Other viruses may require alternative methods for growth such as the inoculation of embryonated chicken eggs (e.g. avian influenza viruses [4] ) or the intracranial inoculation of virus using newborn mice (e.g. lyssaviruses [5] ).
Molecular techniques are the most specific and sensitive diagnostic tests. [6] They are capable of detecting either the whole viral genome or parts of the viral genome. In the past nucleic acid tests have mainly been used as a secondary test to confirm positive serological results. [3] However, as they become cheaper and more automated, they are increasingly becoming the primary tool for diagnostics and can also be use for monitoring of treatment of viral infected individuals t. [3]

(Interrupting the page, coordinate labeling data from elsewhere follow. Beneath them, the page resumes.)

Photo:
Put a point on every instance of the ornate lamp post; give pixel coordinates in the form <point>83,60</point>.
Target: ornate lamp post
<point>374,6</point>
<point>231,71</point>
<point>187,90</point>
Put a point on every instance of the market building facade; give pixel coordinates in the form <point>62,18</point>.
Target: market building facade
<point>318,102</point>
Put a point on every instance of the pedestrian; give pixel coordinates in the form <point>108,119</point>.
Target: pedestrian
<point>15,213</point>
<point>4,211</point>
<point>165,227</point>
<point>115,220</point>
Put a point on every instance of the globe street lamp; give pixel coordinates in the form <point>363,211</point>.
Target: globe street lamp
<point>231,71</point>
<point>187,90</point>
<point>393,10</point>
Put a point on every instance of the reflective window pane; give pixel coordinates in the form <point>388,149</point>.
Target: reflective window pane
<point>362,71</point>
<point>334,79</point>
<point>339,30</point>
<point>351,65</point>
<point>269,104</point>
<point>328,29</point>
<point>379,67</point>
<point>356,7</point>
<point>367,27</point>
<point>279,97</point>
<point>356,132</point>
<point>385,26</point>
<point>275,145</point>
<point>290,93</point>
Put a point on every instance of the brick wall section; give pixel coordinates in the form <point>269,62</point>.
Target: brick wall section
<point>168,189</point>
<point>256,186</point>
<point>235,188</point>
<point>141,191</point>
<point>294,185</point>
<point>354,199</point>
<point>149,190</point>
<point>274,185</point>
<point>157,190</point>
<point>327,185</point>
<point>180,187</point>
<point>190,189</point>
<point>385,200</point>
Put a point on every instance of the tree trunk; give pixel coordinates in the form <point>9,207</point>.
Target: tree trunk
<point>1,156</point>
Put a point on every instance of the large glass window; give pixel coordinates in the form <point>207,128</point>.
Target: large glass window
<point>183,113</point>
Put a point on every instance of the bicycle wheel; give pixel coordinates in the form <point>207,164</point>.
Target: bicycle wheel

Detection of viral RNA and DNA genomes can be performed using polymerase chain reaction. This technique makes many copies of the virus genome using virus-specific probes. Variations of PCR such as nested reverse transcriptase PCR and real time PCR can also be used to determine viral loads in patient serum. This is often used to monitor treatment success in HIV cases.[ citation needed ]
Sequencing is the only diagnostic method that will provide the full sequence of a virus genome. Hence, it provides the most information about very small differences between two viruses that would look the same using other diagnostic tests. Currently it is only used when this depth of information is required. For example, sequencing is useful when specific mutations in the patient are tested for in order to determine antiviral therapy and susceptibility to infection. However, as the tests are getting cheaper, faster and more automated, sequencing will likely become the primary diagnostic tool in the future.[ citation needed ]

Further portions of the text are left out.